Window Validity Hypothesis: Given an unbiased automated discourse network data gathering procedure, combining inferences over a time window increases the internal validity of a discourse network representation.

There are two main theoretical mechanisms leading us to formulate this hypothesis, given the data gathering process used to construct a discourse network. First, automated approaches may profit from redundancy in data points, for instance, in media reporting on discourse (Haunss et al., Reference Haunss, Kuhn, Padó, Blessing, Blokker, Dayanik and Lapesa2020). For example, redundancy in data on stances means that media data on relatively salient discourse reports often contains multiple data points about the stance of an actor during a given time window. Or, if social media posts are processed as raw data to construct a discourse network, actors are increasingly likely to express a stance multiple times as an observation window grows. Second, stance inertia in discourse networks means that if networks capture stances, especially regarding policy or deep core beliefs in ACF parlance, the nature of these beliefs rules out rapid fluctuations (Weible, et al., Reference Weible, Sabatier and McQueen2009). Given such inertia, redundancy in data points will lead an unbiased stance classifier to converge to a valid discourse network representation, even if it faces performance issues within smaller observation windows. As pointed out by a reviewer of this article, this procedure to an extent also resembles the partial pooling that is achieved in Bayesian multi-level models (McElreath, Reference McElreath2016, 408).

Figure 3.

Stylized, illustrative example of discourse shaper and topic opinion leader positions within discourse network.

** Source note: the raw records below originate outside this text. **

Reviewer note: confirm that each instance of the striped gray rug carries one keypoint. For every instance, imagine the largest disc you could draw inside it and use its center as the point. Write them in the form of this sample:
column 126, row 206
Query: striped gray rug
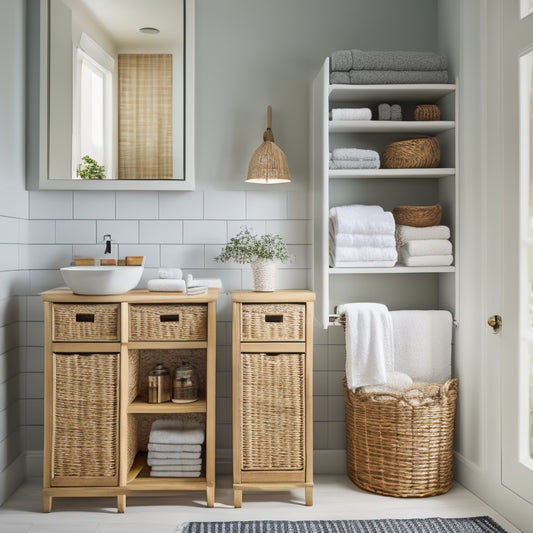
column 477, row 524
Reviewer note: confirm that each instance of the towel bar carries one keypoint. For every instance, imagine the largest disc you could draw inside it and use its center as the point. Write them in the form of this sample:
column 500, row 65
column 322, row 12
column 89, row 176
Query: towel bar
column 340, row 320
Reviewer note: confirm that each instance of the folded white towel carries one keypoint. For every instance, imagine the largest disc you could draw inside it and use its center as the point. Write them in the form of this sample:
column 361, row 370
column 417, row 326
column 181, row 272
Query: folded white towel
column 412, row 233
column 369, row 343
column 173, row 473
column 354, row 154
column 428, row 247
column 362, row 239
column 174, row 457
column 425, row 260
column 363, row 264
column 362, row 219
column 183, row 468
column 167, row 431
column 396, row 112
column 349, row 113
column 354, row 165
column 365, row 253
column 170, row 273
column 166, row 285
column 174, row 448
column 422, row 344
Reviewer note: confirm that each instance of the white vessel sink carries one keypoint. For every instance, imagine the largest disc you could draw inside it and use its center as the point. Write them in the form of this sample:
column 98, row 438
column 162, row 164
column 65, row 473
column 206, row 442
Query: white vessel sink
column 102, row 279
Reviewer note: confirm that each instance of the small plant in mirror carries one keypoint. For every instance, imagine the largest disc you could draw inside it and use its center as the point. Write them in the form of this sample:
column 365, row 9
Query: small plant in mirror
column 90, row 169
column 246, row 247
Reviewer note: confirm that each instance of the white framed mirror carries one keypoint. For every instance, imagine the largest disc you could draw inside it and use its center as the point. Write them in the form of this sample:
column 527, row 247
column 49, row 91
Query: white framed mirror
column 116, row 102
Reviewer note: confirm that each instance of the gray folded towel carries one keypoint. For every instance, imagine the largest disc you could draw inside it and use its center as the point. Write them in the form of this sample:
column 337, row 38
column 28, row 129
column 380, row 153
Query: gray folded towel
column 396, row 112
column 354, row 164
column 397, row 60
column 384, row 112
column 372, row 77
column 341, row 60
column 346, row 60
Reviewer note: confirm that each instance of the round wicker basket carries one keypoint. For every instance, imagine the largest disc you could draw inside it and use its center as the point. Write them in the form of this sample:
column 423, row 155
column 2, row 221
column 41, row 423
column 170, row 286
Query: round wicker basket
column 419, row 216
column 423, row 152
column 427, row 112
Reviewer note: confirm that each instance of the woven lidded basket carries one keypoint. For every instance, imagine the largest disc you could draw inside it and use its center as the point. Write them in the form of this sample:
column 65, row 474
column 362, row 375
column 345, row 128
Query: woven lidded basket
column 401, row 443
column 427, row 112
column 419, row 216
column 423, row 152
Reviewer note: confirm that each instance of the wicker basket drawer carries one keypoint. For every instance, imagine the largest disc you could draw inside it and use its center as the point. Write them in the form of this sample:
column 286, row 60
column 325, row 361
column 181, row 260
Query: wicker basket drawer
column 86, row 322
column 168, row 322
column 85, row 419
column 272, row 322
column 273, row 414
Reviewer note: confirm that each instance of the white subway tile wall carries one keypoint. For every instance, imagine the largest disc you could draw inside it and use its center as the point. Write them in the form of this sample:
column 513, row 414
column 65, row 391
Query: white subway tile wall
column 186, row 230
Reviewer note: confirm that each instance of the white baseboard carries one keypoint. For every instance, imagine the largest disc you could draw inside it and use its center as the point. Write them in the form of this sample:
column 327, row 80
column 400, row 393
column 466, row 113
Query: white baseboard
column 324, row 462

2.5 Mapping of structurally descriptive network metrics to properties of discourse

We present three exemplary structurally descriptive metrics in the following, which we suggest to hold specific meanings in our conceptualization of a discourse network. On the actor level, these are discourse shapers and topic opinion leader metrics (see Figure 3). On the network or discourse macro-level, we suggest a measure for ideological alignment across topics over time. These sets of metrics illustrate the possibilities of relational data as conceptualized in this article for understanding discourse, but first and foremost, we will employ these measures as additional comparison metrics for testing the window validity hypothesis, checking if automated discourse network data gathering can recover them.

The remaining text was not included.